Ketika baru beberapa saat mulai membaca, aku mendengar sebuah nada hape berbunyi, mirip sih dengan nada hapeku, tetapi karena nada itu adalah nada yang umum untuk merk hape yang kupakai, ditambah lagi aku malas bangkit, aku acuh saja. Tetapi ternyata hape itu terus berdering. Aku mulai terganggu dan merasa tidak enak. Aku berdiri dan mengambil hapeku di tempat penitipan hape, tepat di depan si ibu tadi duduk.
“Hape kamu? Kok dibiarin aja mengganggu orang? ini perpus, bukan pasar.”
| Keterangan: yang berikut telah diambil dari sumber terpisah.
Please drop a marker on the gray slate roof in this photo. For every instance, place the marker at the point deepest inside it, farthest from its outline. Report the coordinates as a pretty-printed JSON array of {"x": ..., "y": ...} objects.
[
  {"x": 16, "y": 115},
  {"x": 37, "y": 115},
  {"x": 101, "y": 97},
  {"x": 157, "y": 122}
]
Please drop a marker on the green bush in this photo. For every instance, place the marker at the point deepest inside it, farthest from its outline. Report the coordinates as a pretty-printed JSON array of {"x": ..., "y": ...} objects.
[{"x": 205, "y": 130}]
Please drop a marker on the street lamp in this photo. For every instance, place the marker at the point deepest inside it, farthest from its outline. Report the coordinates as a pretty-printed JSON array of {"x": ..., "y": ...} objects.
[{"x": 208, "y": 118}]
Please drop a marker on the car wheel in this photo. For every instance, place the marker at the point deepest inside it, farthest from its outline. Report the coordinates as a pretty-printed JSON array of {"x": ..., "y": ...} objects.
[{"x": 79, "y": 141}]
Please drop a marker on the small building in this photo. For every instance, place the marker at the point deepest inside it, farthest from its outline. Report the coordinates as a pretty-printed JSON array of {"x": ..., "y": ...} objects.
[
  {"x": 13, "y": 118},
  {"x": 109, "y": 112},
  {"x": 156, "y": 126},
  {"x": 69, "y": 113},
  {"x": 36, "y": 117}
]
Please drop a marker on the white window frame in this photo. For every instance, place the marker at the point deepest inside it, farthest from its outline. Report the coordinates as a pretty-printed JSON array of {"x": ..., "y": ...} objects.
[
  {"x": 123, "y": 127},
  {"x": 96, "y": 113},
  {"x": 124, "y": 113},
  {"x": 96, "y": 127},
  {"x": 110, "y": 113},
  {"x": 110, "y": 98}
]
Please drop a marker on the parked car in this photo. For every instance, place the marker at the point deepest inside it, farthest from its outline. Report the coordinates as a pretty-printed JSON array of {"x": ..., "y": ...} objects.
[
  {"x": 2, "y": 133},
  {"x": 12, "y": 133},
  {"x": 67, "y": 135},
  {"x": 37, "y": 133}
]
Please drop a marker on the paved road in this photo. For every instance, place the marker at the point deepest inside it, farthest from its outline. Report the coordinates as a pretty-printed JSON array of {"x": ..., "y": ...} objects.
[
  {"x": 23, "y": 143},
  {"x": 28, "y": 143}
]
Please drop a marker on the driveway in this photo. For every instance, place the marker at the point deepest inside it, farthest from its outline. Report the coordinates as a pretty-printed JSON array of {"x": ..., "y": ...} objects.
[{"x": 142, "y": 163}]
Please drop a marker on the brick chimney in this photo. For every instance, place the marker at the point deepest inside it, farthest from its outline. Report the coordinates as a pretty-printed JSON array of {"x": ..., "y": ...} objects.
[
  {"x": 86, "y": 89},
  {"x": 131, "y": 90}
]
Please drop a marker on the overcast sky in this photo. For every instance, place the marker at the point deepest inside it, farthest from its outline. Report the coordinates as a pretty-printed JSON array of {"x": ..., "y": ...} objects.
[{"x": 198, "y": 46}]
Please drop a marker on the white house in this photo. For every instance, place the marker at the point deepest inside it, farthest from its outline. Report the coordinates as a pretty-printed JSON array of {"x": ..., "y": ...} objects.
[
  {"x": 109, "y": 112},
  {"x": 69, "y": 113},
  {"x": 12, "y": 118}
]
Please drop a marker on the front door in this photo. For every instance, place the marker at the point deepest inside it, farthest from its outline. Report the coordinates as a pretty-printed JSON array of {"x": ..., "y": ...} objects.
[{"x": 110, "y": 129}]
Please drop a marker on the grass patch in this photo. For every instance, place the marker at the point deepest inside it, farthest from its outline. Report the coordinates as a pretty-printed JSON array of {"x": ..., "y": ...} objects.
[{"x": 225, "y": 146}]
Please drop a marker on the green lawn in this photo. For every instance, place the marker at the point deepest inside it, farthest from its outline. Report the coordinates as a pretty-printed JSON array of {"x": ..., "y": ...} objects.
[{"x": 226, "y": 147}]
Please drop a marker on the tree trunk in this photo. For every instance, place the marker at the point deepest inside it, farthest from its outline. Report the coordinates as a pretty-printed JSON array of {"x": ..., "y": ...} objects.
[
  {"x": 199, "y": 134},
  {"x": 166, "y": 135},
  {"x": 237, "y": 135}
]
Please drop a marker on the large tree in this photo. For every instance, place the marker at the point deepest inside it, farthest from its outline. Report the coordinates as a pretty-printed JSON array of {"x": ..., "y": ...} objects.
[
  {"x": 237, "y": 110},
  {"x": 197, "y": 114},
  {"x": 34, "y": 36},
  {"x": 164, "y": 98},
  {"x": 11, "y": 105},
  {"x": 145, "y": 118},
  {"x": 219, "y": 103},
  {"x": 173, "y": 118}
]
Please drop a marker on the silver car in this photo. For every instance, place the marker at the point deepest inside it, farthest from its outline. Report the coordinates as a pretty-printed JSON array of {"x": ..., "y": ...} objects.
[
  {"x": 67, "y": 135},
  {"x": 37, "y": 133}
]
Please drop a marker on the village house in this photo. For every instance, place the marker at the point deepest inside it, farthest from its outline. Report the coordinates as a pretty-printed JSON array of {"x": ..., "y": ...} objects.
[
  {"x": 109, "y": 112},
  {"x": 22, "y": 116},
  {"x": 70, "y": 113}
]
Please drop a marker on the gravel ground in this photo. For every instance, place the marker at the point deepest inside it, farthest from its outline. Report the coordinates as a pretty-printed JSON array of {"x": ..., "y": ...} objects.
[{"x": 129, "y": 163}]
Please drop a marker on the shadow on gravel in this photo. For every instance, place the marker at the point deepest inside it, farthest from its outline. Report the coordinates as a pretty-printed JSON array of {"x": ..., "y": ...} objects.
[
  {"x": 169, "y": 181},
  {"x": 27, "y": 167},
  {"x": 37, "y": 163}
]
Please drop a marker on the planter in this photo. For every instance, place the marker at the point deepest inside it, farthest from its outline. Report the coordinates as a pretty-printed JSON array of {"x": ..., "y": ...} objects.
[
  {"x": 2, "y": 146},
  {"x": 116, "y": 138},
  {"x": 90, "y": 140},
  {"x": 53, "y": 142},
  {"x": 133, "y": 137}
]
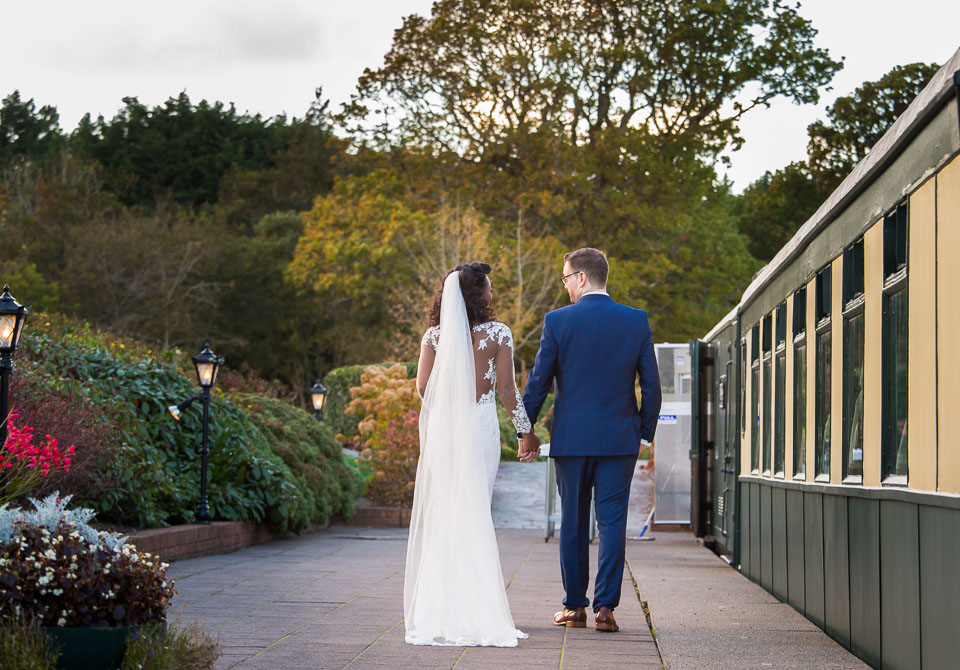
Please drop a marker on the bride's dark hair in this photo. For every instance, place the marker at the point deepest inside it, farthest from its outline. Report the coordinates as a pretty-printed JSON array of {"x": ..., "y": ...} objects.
[{"x": 473, "y": 281}]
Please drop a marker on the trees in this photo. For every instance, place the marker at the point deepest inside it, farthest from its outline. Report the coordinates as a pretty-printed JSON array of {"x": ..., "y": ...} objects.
[
  {"x": 772, "y": 208},
  {"x": 177, "y": 150},
  {"x": 477, "y": 77},
  {"x": 594, "y": 123},
  {"x": 27, "y": 132}
]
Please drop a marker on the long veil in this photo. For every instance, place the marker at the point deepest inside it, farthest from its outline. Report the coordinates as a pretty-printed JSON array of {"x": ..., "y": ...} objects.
[{"x": 453, "y": 588}]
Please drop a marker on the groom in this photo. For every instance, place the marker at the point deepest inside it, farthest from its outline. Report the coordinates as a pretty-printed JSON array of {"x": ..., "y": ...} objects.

Deg… jantungku berdetak cepat, ia terpacu begitu mendengar kalimat pedas itu. Tidak hanya kalimatnya, intonasi suara dan mimik wajah yang tidak mengenakkan itulah yang membuat jantungku berontak.
“Maaf, Bu.” Hanya itu yang kuucapkan.
Terpikir olehku, obrolan dengan seorang temaku beberapa hari lalu, mengenai petugas perpustakaan, bagaimana pengalaman masing-masing dengan petugas perpustakaan, bagaimana pendapat kami tentang petugas perpustakaan, dan bagaimana keinginan kami terhadap mereka.
#JikaAkuMenjadi Petugas Perpustakaan, maka aku akan mencintai pekerjaanku itu seperti aku mencintai buku-buku (karena emang seharusnya petugas perpustakaan mencintai buku, kan?), melayani dengan hati, memberi bantuan dengan sebisa yang aku mampu, memberi senyuman, dan bekerja dengan seikhlasnya. Karena, ya… (ga usah berbicara pahala atau etika) minimal, mereka dapat uang kan dari pekerjaan sebagai petugas perpustakaan, sudah sepantasnya bekerjalah sewajarnya dan semaksimal yang dimampui.